Given the daunting challenge of moving a number of the 500,000 Israeli settlers living beyond the green line, the country's original 1949 borders, (or leaving some under a future Palestinian sovereignty), one begins to understand why the current cost-benefit calculation weighs in favor of maintaining the status quo.
If there's any encouraging news for the Israeli government in our results, it's the pronounced Israeli capacity for pragmatism. This is evidenced in Israeli popular support for Netanyahu's negotiations with Hamas over a prisoner exchange, border-crossing issues, and informal understandings on a cease-fire. Although only 36 percent of Israelis consider their own prime minister "honest and trustworthy," according to our results (this compares with 55 percent who attribute these qualities to Obama), a commanding 69 percent approve of Netanyahu's handling of security. Indeed, the poll suggests that Netanyahu has far more wiggle room on the Palestinian issue than is generally assumed.

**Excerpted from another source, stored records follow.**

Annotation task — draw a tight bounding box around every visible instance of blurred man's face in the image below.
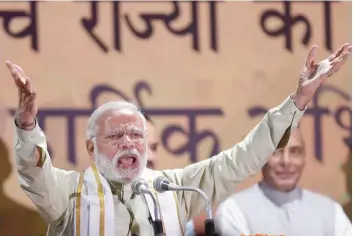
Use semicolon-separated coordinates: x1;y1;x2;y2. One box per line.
146;121;159;169
93;109;147;184
262;128;305;192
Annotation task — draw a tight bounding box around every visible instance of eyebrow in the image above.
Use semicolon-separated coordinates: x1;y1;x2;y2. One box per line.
105;127;143;134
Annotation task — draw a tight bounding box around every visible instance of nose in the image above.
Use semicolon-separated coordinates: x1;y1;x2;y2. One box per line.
280;151;291;166
118;135;134;150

In the end, the poll shows that Israelis care most about regular bread-and-butter issues. When asked what would be their top reasons to support a peace, a "more normal life for our children" and "economic growth" come in first and second (polling 50 and 37 percent, respectively). Even recognition by 22 Arab states -- so ardently pursued by the administration and promoted by Congress -- motivates only 15 percent of Israelis.
In other words, Israelis see few reasons not to continue the occupation and are perhaps being offered the wrong kinds of incentives for choosing a different path. The behavior of Israel's leadership is consistent with a short-term political calculation that Israelis aren't willing to disrupt the present scenario. Continuing and even entrenching the occupation, for example, avoids hard and coalition-threatening political choices at home, incurs the most minimal international and domestic costs, and is not seen to defer new and meaningful benefits that Israelis would enjoy conditional on a peace deal. For any new peace effort to have a chance at breaking the logjam, then, its starting point will need to be the creation of a new architecture of incentives and disincentives -- and Obama's popularity, or lack thereof, will be left up to the people of Virginia.